A 50‐year‐old female patient presented with a 1‐year persistent hyperpigmentation on her lips and perioral area after repeatedly taking Ibuprofen to manage fever during the COVID‐19 pandemic. The pigmentation worsened with continued use of the medication (Figure 1A). Despite discontinuing ibuprofen and using topical hydroquinone and tretinoin for over 6 months, her hyperpigmentation became even more severe. A diagnosis of PIH caused by FDE was made. After discussing with her, we advised strict sun protection and avoidance of physical irritation of the lips. Additionally, we introduced intradermal injections of TXA due to its anti‐inflammatory and anti‐melanin‐producing properties. The TXA solution was prepared by diluting 0.2 mL of a 500 mg/5 mL ampoule in sterile water to a 10 mg/mL concentration, yielding a total of 2 mL. The injections were administered intradermally at a 15°–20° angle, targeting the superficial dermis and creating small semicircular wheals. During each session, 0.1 mL doses were injected 5 mm apart across 14 sites, totaling 1.4 mL per session. After six monthly TXA sessions, the patient's perioral hyperpigmentation showed significant improvement (Figure 1B).
Clinical manifestation before and after treatment. (A) Noticeable hyperpigmentation on the lips and perioral area. (B) Significant reduction in lips and perioral hyperpigmentation after fix sessions of TXA intradermal injections.

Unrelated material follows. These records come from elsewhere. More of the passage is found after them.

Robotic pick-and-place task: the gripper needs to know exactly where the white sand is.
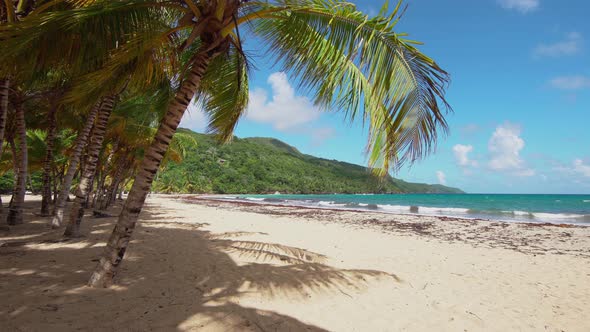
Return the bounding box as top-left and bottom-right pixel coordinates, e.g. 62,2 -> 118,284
0,197 -> 590,331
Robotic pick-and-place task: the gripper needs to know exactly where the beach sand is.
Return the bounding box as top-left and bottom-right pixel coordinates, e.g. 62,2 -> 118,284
0,195 -> 590,331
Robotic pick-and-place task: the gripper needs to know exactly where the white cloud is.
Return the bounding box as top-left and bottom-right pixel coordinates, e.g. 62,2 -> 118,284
246,72 -> 320,131
549,75 -> 590,90
453,144 -> 477,166
178,100 -> 209,133
436,171 -> 447,186
534,32 -> 582,57
488,123 -> 535,176
574,159 -> 590,177
498,0 -> 539,13
311,127 -> 336,146
461,123 -> 481,136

The type IV hypersensitivity reaction caused by FDE leads to damage to keratinocytes and melanocytes. Following drug withdrawal, dermal macrophages then phagocytize extravasated melanin, causing persistent PIH [1]. Basically, PIH from FDE is self‐limiting [1]. However, in this case, the patient's hyperpigmentation not only failed to resolve but also worsened progressively after treatment. Hence, we considered there were additional factors that contributed to her atypical progression. First, her lesion is located on the lip, an area exposed to UV radiation and friction from eating. Second, she was in her perimenopausal period, also with skin type IV—a combination of skin type and fluctuating hormones that likely exacerbated her hyperpigmentation. Third, we can find that she also had melasma (Figure 1A), indicating a preexisting pigment metabolism abnormality. Collectively, factors such as UV exposure, mechanical friction, skin type, hormonal changes, and pigment metabolism issues likely intensified the pigmentation [2]. Therefore, for this patient, discontinuing the offending drug alone was insufficient; effective anti‐inflammatory and antipigment treatments were necessary to counteract these ongoing factors contributing to persistent hyperpigmentation.
Topical treatments, such as retinoids, hydroxy acids, and broad‐spectrum photoprotection, are the first‐line therapy for PIH [3]. Additional interventions, including oral TXA, isotretinoin, and light or laser therapies, may also be effective [3]. However, initial treatments with hydroquinone and tacrolimus had worsened her condition, likely due to their irritative effects on this delicate region. Considering that the hyperpigmentation centered on the lip mucosa, a sensitive area prone to irritation, we opted for intradermal TXA injections. TXA is a synthetic lysine analog that inhibits fibrinolysis, stabilizes blood clots, and can reduce inflammation [4]. Studies have revealed that TXA can also prevent melanocyte activation induced by UV light, hormones, and injured keratinocytes by inhibiting the plasminogen activator system [4]. Owing to its anti‐inflammatory and anti‐melanogenic properties, TXA has been used for PIH, melasma, and other cutaneous inflammatory conditions [5]. Besides, studies indicate that intradermal TXA is the most effective and cost‐efficient option, providing greater efficacy and fewer side effects compared to oral or topical forms [6]. In this case, breaking the loop between pigmentation and the underlying inflammatory response is crucial for the resolution of pigmentation.
For drug‐induced PIH, a comprehensive analysis should identify factors hindering pigmentation recovery, and treatments should be tailored to each patient. In this case, we have observed that intradermal TXA injections may represent a promising therapeutic option for patients with PIH complicated by underlying inflammatory responses, owing to their dual anti‐inflammatory and antipigmentary properties.
Conflicts of Interest
The authors declare no conflicts of interest.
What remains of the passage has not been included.